Call to Jeremy Todd:
Me: "Hey. I got stood up. Wanna grab a bite to eat?"
Him: "Huh?"
Me: "I'm not repeating it. I'm coming over."
Him: "Okay. What are we doing again?"
Me: "Food."
Him: "Broke."
Me: "McDonalds. Be a cheap date and order from the dollar menu."
Him: "Cool. I'm feelin' Taco Bell instead."
Me: "Whatever. I'll be there in five. Be ready."
Him: "Cool."

What did I think? It was shit, Jeremy. It was a dick thing to do and I was unimpressed and slightly offended. I hate spending more time in suburban exodus than I absolutely have to. Taco Bell's still cheap. Some things outlast this economy, I suppose. I'm thankful that shitty fauxican food is doing just that. When I'm with him, I question things in myself. Maybe he keeps my morals and self-preservationist ideas in check. Maybe I'm a sounding board for him. He's one of my persons. You know, a person. That person. He's one of them. And I'm thankful. We leave to go on what he calls a mall crawl, a walk around the mall with no retail-related intentions whatsoever. In my retail rat days, we called them malkers. Mall walkers smashed together. Usually, they were old people with no surviving relatives, no prevailing hobbies, and no shame for whatever they were wearing. In our case, we were former idealists and current pessimists with no goal in mind but to kill time and talk shit. Essentially, college students.

After dropping him off, I head back North, admiring the downtown view from the freeway loop like I usually do. This time, I'm bound to pick up Kaci and Chelsie. I'm not in the greatest mood. In fact, when stupid shit happens, I just revert to the sour-faced sarcastic bitter 90's kid I was raised to be. Fast food, trivial insults, and back downtown for a movie that we ended up not seeing, the night was setting in fast. Back North to a larger theater where spoiled Northland kids decked in Hollister whorefits from head to toe ran amuck while their burnt out career-obsessed hardly-involved possible alcoholic parents lazed about their California split-level homes worrying about shit they don't need. Sherlock Holmes is an awesome movie.

The snow kept falling, like God was itching his ever-aging head a' hair and the flakes of dandruff were piling all around us. Let's go get Kaci's boyfraan, but first, let's drop off Chelsie to an empty high school parking lot in the snow. Kaci turns into a righteous bitch when she's tired, and it just pisses me off. But I've learned to live with it. Drummond, Sparkman, let's go. We've got shit to do. Not really. But it's fun to pretend. We drop off Kaci so she can pass out accordingly, and it's off to downtown once more.
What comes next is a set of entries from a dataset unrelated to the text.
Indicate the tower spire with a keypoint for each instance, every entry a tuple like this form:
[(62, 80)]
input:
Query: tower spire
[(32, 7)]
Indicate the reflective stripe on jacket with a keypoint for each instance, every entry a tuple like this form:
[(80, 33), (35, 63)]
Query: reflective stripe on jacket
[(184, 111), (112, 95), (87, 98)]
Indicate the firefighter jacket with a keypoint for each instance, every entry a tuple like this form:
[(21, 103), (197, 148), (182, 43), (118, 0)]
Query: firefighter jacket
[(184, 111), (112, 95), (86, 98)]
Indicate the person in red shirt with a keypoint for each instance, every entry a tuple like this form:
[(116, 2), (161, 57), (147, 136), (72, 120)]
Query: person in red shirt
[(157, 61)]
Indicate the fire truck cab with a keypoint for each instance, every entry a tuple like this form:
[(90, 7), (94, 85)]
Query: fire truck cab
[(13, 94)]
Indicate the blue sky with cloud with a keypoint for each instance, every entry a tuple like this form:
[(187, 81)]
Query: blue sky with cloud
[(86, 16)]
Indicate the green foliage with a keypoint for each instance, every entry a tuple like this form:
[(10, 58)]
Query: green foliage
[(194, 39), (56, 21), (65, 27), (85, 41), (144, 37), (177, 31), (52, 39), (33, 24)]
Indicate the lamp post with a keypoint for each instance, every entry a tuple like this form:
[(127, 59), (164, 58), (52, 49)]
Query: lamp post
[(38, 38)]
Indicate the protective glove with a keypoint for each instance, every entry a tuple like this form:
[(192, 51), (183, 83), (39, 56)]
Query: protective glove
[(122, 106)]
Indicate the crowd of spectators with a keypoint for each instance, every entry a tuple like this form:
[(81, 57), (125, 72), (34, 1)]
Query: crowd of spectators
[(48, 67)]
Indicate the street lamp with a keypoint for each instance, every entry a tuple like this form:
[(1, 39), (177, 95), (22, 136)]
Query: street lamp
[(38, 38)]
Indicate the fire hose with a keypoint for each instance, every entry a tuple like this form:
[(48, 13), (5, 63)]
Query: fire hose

Three times in one day, not anything out of the usual. We spent about four hours there, meeting random strangers and becoming friends. I played piano and sang to get the day's frustrations out, and driving home, I felt alot better. Basically, shit happens. Whatever. People are gonna screw you over, but don't let it get you down or whatever the writers from Chicken Soup for the Emo Sadomasochistic's Soul write. Your friends will be there. Don't let things cloud your vision. And in the face of near total misanthropy, anything can be solved with a soy vanilla latte.